The financial crisis is provoking a shakedown in domestic auto dealers—and carmakers couldn't be happier
Gary McManus has been selling Lincoln and Mercury vehicles in Gladstone, Ore., for almost 50 years. Even as the two Ford Motor (F) brands declined in popularity, his dealership, Gary Worth Lincoln-Mercury, still sold about 50 cars a month. But when the economic slowdown and credit crunch hit this spring, he was lucky to sell 12. Out of options, he sold his franchise to Ford, which merged it with another dealership. "The numbers don't justify the investment," says McManus, who is 74. "I'll just retire."
Tanking auto sales and the credit crunch are doing what Detroit has tried in vain to do for years: thin the dealer population. Several have filed for bankruptcy protection in the past month, while General Motors (GM) says it will lose as many as 300 this year—50% more than usual. "The industry is having a pretty good enema," says Ron Tonkin, an Oregon dealer who owns 22 stores. "It's not all bad, because some dealers shouldn't have been there in the first place. But some good ones are getting carried away in the rush."
Why are the Big Three so keen to close dealers? Mostly because many are no longer profitable and can't afford to spiff up their showrooms or hire top-notch salespeople. That hurts the domestic carmakers' already sullied image, especially when Honda (HMC) and Toyota (TM) dealers are busy upgrading. Ford, GM, and Chrysler have tried for years to cull the herd, but state franchise laws meant they had to pay to make them go away. When GM killed its Oldsmobile brand, some dealers sued, and the carmaker paid an estimated $2 billion to buy them out and phase out the brand. Says one Chrysler insider: "You pretty much have to catch a dealer in an unnatural act to revoke his franchise."

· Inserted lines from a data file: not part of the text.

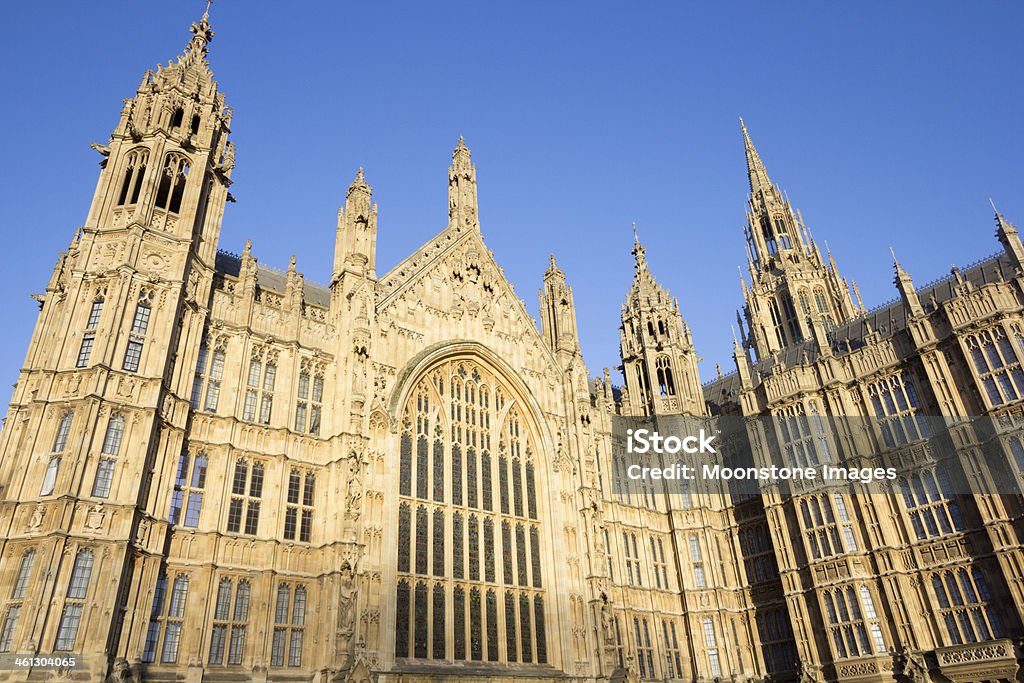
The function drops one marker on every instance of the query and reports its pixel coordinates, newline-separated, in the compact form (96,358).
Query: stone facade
(215,471)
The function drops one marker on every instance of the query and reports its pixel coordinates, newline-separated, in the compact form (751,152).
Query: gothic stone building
(212,470)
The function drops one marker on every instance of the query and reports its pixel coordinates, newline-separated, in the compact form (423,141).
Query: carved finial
(756,172)
(202,35)
(638,251)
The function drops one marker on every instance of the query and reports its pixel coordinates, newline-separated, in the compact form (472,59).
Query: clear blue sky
(891,124)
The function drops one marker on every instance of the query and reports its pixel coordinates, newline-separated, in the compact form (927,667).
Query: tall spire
(1008,236)
(638,251)
(202,35)
(756,171)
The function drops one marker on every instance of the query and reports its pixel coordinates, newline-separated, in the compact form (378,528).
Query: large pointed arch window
(469,554)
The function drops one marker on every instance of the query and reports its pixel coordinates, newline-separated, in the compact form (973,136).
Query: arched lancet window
(805,303)
(78,588)
(172,182)
(53,465)
(108,457)
(131,186)
(769,236)
(820,300)
(461,438)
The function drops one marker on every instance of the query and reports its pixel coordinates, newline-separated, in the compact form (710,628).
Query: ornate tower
(659,363)
(101,404)
(791,283)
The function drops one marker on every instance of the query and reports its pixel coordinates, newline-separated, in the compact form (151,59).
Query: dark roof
(272,280)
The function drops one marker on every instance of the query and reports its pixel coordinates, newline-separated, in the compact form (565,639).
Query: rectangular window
(140,324)
(298,511)
(246,505)
(189,486)
(104,476)
(94,312)
(7,629)
(68,632)
(930,504)
(209,373)
(132,355)
(259,394)
(289,634)
(85,349)
(307,408)
(632,559)
(895,402)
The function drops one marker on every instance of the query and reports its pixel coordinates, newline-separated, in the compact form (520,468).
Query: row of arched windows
(227,634)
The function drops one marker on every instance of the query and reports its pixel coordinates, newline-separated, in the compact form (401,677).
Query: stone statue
(346,607)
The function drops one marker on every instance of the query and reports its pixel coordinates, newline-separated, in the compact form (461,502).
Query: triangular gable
(457,261)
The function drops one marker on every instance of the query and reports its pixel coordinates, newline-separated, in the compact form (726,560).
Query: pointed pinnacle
(756,172)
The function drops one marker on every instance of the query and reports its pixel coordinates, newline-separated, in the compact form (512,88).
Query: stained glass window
(486,496)
(471,477)
(488,550)
(458,562)
(475,640)
(420,612)
(406,465)
(401,623)
(421,467)
(438,539)
(520,547)
(492,615)
(421,540)
(542,640)
(474,549)
(460,623)
(535,555)
(438,622)
(507,554)
(527,650)
(517,486)
(530,492)
(510,639)
(454,430)
(404,521)
(503,483)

Now dealers that long resisted pressure from Detroit to close or merge are finding it difficult to stay in business. The National Automobile Dealers Assn. says 590 have closed so far this year. Compare that with the 1,200 dealerships that disappeared between 2001 and 2008. Sheldon J. Sandler, CEO of Bel Air Partners, a Skillman (N.J.) broker that matches buying and selling dealers, expects the pace to accelerate. Of the 21,000 today, he says, about 17,000 will be left in a year or two.
Not just mom-and-pop shops are bowing out. Bill Heard, a Columbus (Ga.) dealer who owned 13 stores and was the nation's largest Chevrolet retailer, filed for bankruptcy protection on Sept. 29. Heard's dealership is exactly the kind that is the most exposed. He borrowed heavily to expand. When sales went into a free fall, capital costs overwhelmed the store, says a consultant familiar with the situation. "Bill Heard is the poster child," says AutoNation (AN) CEO Mike J. Jackson. "A lot of individual [dealers] had a business model of big stores, huge inventories, big advertising budgets, and razor-thin margins." (Heard and his lawyer didn't return phone calls seeking comment.)
Meanwhile, Detroit is quietly helping the shakeout along. Besides pushing dealers to merge, the carmakers' finance arms are raising interest rates, cutting off troubled operators, and refusing to finance consumers with bad credit. Chrysler is even threatening to use rarely enforced rules to revoke the franchises of some dealers who miss sales targets. It all adds up to worse times for dealers and a silver lining for the Big Three.